Search code examples
regex.htaccessmod-rewrite

Matching numbers in the URL path directly following the domain name using a rewrite rule in .htaccess


I’m trying to clean up our SEO by catching non-canonical URLs that are being indexed by Google.

Here is a sample of one of our non-canonical URLs

https://www.umpqua.edu/184-about-ucc/facts-visitor-info?start=1 

I can catch it with this RegEx (see below) in the HTACCESS file but it also disabled other URLs that I want to work. It catches URLs with /NUMBER-. The number is two-three characters in length.

/([0-9]{2,3})-

So I'm trying to make it more unique. I have tried this (below) without success. My hope is to catch URLs with edu/NUMBER-

(edu)/([0-9]{2,3})-

I have also tried

(edu/)([0-9]{2,3})-

Here is my full HTACCESS entry:

RewriteCond %{REQUEST_URI} ^(edu)/([0-9]{2,3})-$
RewriteRule .* index.php [G]

Solution

  • adding "edu" is just me trying make the RegEx more selective. So when I was using this expression /([0-9]{2,3})- it worked well except it also matched with this url. /component/weblinks/weblink/239-external-links/… but it should not have.

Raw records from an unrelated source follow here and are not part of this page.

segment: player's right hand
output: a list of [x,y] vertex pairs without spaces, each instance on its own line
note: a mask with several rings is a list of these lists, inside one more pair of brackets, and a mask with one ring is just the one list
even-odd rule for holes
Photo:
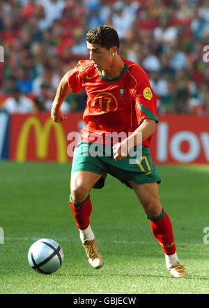
[[54,122],[62,123],[67,119],[67,117],[65,117],[63,112],[60,109],[56,109],[52,107],[51,110],[51,119]]

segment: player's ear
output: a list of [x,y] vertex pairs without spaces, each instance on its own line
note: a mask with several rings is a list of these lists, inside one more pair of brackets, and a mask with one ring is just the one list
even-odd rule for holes
[[113,46],[109,50],[110,54],[114,57],[118,53],[118,48],[116,46]]

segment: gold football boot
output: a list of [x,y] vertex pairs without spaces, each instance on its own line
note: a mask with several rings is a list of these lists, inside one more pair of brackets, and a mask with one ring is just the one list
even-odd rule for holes
[[182,265],[179,261],[173,264],[171,267],[169,268],[169,271],[173,277],[185,277],[189,276],[185,270],[185,267]]
[[104,264],[103,257],[98,249],[95,238],[90,241],[84,239],[83,246],[89,264],[93,268],[97,269],[101,267]]

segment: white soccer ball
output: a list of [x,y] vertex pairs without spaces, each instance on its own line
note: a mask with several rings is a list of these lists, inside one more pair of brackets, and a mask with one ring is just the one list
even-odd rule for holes
[[61,265],[64,254],[61,246],[53,240],[42,238],[30,247],[28,260],[31,267],[41,274],[52,274]]

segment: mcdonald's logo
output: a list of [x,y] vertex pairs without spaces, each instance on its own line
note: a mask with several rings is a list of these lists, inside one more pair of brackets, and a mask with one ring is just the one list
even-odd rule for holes
[[26,160],[26,150],[29,144],[30,131],[33,128],[36,140],[36,155],[38,159],[44,160],[49,153],[49,141],[52,129],[54,131],[55,145],[56,152],[56,161],[59,163],[66,163],[67,138],[62,126],[53,122],[50,118],[47,118],[43,124],[40,120],[34,116],[26,118],[23,123],[18,134],[15,160],[19,162]]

    The significant thing about edu is that it is before the start of the URL-path. (But it's not part of the URL-path, it is the end part of the Host header.) In that case, just anchor the regex to the start of the URL-path. For example:

    RewriteRule ^\d{2,3}- - [G]
    

    This needs to go near the top of the root .htaccess file.

    \d is just short for [0-9]. Note there are 3 arguments in the above directive, separated by spaces:

    1. ^\d{2,3}- ... The pattern that matches against the URL-path
    2. - ... The substitution string (in this case a single hyphen)
    3. [G] ... The flags. In this case G for gone (short for R=410).

    The above will serve a "410 Gone" for any URL-path that starts with 2 or 3 digits followed by a hyphen. There is a single hyphen in the substitution string to explicitly indicate "no substitution". Using index.php here is superfluous since it is ignored.

    Note that there is no slash prefix on the URL-path matched by the RewriteRule pattern when used in .htaccess.

    You do not need a separate condition (RewriteCond directive) - the comparison can more easily/efficiently be performed in the RewriteRule directive itself.

    So the above will block /184-about-ucc/facts-visitor-info?start=1 but not /component/weblinks/weblink/239-external-links/..., since the 3 digits in the second URL do not occur at the start of the URL-path.